In fact, I’d be in favour of sending every single person a stimulus cheque, regardless of their circumstances, until the crisis subsides. We can sort out the consequences later, at tax time next year, by clawing back up to 100 percent of the stimulus for those who earn over a certain threshold.
*Note: Here’s a really good argument for why sending everyone a stimulus cheque would not be faster and would not actually reach everyone.
Central banks have proven they can keep inflation under control. Critics thought the massive amount of stimulus injected into the economy during the 2008 financial crisis would lead to hyper-inflation – but that never happened.
I do agree that the wealth-gap is only going to widen. That’s a big problem. But I think the paradigm shift is going to lead to more acceptance of a universal basic income and a larger investment in healthcare.
It’s not the time to worry about how we’re going to pay this bill. People need money now, and I’m glad a large portion of the bailout is going to regular people on Main Street rather than just to corporations on Bay Street and Wall Street.
Managing Investments in Uncertain Times
Finally, Meaghan wants to check in to make sure her personal finance and investing strategy still makes sense during the coronavirus crisis:
Hi Robb, I wanted to touch base with you about the current situation in financial markets. Our current strategy is:
- Keep our focus on our long term retirement goals and not worry (too much!) about short term losses.
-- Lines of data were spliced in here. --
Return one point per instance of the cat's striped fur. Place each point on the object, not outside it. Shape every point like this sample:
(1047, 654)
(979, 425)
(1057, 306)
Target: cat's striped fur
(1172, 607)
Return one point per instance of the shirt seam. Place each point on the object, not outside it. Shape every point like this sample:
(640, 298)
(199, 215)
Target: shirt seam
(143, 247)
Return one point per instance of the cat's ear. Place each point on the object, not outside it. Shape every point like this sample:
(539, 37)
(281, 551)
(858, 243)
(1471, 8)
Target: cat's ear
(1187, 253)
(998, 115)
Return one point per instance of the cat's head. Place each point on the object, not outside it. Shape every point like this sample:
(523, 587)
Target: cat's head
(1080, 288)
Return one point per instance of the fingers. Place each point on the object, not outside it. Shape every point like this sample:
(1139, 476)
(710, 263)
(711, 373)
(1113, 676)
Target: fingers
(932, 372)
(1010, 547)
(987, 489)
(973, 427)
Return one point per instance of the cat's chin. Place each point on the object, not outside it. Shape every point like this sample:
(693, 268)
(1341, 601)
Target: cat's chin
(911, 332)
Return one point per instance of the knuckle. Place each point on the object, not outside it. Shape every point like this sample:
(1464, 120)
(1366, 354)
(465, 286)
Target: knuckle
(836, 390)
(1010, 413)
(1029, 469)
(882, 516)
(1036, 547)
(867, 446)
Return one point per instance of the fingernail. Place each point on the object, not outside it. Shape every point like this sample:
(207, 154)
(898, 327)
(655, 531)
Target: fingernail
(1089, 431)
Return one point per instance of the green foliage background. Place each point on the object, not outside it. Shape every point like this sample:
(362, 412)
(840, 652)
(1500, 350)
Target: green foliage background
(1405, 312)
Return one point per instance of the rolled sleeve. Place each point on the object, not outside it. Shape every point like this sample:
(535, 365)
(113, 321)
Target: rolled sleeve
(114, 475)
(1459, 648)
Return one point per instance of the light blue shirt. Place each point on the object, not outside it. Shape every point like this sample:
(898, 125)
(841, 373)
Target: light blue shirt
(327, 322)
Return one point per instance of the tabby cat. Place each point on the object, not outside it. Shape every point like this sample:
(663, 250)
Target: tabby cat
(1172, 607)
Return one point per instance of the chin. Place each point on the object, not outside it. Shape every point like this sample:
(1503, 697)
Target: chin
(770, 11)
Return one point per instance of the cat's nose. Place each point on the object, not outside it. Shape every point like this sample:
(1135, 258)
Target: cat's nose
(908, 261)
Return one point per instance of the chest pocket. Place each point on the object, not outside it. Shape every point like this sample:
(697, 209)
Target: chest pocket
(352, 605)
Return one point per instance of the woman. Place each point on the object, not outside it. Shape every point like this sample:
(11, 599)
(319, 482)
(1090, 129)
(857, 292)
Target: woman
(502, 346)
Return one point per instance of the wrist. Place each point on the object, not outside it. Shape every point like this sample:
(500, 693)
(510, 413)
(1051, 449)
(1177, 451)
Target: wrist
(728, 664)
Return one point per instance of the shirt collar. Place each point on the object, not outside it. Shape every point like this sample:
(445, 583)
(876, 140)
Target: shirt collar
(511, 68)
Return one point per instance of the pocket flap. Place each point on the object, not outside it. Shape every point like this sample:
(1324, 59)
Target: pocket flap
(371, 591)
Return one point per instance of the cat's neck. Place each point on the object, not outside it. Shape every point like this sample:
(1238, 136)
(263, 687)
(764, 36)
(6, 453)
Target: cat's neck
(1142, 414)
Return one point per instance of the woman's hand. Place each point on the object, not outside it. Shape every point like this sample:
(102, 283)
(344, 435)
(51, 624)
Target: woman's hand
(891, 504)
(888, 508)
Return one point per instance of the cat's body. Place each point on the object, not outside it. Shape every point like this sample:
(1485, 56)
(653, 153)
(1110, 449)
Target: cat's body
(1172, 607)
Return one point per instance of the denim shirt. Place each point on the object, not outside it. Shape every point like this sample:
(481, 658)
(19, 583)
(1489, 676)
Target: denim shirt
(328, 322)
- Ensure we have 6-12 month’s emergency cash savings
- Keep my regular diversified investments into RRSPs etc going (with the hope of reducing my cost average)
Is there anything obvious we are missing?
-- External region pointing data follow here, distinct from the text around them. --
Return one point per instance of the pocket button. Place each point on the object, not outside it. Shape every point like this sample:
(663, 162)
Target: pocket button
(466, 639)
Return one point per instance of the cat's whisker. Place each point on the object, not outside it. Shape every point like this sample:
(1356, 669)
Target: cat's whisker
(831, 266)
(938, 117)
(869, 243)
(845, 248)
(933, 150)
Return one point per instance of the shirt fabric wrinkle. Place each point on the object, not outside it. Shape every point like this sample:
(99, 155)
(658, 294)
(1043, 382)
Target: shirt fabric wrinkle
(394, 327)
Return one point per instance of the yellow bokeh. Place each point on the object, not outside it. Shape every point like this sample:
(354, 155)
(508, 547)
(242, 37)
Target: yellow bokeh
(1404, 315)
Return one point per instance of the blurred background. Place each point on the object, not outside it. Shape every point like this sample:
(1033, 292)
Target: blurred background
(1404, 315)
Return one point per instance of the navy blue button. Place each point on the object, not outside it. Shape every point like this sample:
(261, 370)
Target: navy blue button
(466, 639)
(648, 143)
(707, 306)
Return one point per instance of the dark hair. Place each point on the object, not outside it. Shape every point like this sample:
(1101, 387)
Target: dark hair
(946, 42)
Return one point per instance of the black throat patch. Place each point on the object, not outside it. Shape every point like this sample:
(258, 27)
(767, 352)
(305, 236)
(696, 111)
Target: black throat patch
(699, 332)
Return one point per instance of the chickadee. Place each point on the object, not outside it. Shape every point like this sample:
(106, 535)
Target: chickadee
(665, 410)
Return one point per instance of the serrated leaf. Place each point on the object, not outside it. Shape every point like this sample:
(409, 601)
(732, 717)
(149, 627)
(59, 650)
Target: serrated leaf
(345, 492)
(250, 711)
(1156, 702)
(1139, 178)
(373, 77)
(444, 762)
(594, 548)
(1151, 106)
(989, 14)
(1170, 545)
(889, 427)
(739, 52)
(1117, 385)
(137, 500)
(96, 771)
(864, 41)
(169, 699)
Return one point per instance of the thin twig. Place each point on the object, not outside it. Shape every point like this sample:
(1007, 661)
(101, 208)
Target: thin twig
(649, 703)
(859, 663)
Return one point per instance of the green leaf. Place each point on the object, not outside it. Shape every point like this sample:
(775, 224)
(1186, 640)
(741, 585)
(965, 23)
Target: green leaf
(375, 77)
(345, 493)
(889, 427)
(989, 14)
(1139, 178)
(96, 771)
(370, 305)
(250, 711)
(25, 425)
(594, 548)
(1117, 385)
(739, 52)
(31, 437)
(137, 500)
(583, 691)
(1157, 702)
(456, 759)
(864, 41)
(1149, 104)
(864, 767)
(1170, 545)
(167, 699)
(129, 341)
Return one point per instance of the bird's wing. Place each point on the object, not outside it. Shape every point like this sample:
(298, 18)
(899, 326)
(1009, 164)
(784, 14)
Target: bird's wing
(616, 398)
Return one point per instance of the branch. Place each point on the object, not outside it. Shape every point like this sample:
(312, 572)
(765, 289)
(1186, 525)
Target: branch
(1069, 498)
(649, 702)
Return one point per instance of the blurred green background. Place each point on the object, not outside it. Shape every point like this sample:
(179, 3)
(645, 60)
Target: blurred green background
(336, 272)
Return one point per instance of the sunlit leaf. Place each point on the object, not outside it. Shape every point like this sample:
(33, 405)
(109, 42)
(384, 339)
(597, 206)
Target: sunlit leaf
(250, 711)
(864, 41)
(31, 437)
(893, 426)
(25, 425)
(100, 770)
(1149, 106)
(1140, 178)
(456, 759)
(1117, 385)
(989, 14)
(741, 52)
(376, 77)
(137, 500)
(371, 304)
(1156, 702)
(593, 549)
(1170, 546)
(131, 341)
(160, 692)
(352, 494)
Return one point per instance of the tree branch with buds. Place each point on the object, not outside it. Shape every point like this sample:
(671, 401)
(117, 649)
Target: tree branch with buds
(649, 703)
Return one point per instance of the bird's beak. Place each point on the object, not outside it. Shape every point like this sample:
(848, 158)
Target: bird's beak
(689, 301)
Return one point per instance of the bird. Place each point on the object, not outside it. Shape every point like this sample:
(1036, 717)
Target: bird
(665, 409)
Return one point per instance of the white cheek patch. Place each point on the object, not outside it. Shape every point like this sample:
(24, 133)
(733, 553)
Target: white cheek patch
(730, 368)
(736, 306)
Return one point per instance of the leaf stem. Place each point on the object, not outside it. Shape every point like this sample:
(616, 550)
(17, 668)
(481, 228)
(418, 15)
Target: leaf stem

Hi Meaghan, I think you’ve hit the nail on the head. Don’t worry about short term losses. We’ve just seen the largest one-month decline in history. Markets hate uncertainty, but once we see the light at the end of the tunnel then markets should price in the eventual recovery and things could climb just as quickly (as we might be seeing already).
Cash is king, so you’re right to focus on a large emergency cash savings buffer.
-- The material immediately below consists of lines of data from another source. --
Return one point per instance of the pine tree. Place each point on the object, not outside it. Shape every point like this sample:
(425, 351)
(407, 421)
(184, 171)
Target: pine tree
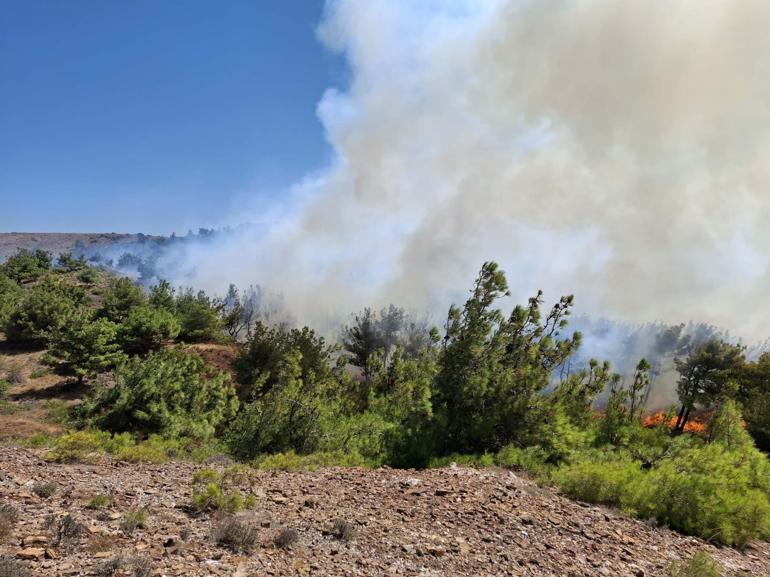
(85, 346)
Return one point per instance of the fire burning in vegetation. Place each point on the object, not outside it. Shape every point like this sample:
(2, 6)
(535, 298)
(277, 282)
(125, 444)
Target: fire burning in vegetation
(695, 425)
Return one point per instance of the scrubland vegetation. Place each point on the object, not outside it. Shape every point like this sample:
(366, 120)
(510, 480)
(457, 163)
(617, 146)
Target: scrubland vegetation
(487, 389)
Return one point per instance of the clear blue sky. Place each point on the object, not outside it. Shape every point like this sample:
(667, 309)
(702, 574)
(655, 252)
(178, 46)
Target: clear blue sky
(155, 115)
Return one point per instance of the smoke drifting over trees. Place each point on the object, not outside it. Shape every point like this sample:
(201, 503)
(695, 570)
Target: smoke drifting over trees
(616, 152)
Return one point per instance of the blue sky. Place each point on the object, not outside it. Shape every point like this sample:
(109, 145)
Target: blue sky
(155, 116)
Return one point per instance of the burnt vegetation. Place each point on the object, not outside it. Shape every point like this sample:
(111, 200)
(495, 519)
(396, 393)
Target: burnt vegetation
(488, 387)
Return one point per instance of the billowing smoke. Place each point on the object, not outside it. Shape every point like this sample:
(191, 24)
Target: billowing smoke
(614, 150)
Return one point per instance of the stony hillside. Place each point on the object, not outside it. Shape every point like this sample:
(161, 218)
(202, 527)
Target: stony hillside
(452, 521)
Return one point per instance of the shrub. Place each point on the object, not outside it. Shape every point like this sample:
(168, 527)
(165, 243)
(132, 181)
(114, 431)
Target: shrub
(9, 516)
(10, 295)
(171, 393)
(134, 519)
(146, 329)
(198, 318)
(343, 530)
(133, 565)
(10, 567)
(57, 411)
(84, 346)
(290, 461)
(39, 373)
(706, 490)
(43, 309)
(88, 276)
(99, 502)
(700, 565)
(87, 446)
(25, 265)
(143, 453)
(599, 481)
(237, 536)
(44, 490)
(711, 492)
(484, 460)
(15, 375)
(286, 538)
(65, 529)
(120, 299)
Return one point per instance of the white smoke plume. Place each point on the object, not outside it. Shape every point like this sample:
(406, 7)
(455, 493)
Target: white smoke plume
(614, 150)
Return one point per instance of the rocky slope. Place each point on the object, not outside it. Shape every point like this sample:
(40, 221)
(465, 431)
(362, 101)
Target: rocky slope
(452, 521)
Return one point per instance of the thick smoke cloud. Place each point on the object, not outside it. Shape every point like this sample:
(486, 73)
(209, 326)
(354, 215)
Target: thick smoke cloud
(614, 150)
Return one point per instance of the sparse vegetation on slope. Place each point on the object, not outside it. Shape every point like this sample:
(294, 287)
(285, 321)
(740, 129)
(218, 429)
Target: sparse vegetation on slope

One tip might be to divert anything you’re not spending on right now towards your cash savings. For example, we put our gym memberships on hold, saving $118/month. We’re likely not going to be spending as much on dining / take out and instead just preparing meals at home – which will likely save a few hundred bucks a month. We had prepaid a bunch of travel (trip to Italy in April) which has now been cancelled so that refunded money has been put into our emergency savings.
Avoid the urge to put a large amount of money to work in the market right now and instead stick to your regular contribution plan. I know it’s tempting when you see “stocks on sale” but no one has any idea how long this will last and putting a lot of money into the market right now goes against the idea of building up your cash savings.
Rebalance. I’m in the unfortunate position of being 100 percent invested in equities (VEQT) and having used up all of my RRSP contribution room. So I can’t rebalance by selling bonds and buying equities, and I can’t even add to my account because I am all out of room.
That’s okay. I’ve got a long time horizon and I know markets will recover eventually. But it’s a good reminder to be mindful of your true risk tolerance and to ensure you have an appropriate asset mix that you can live with in good times and bad.
Holding bonds, while reducing some of your upside in the long term, is certainly beneficial at times like this because you can rebalance “into the pain” and buy more stocks at lower prices without having to come up with more cash to invest. That’s a good thing.
I hope that provides some comfort. It sounds like you’re in a good position to ride out this period of uncertainty and come out in good shape on the other side. It’s just going to take some time.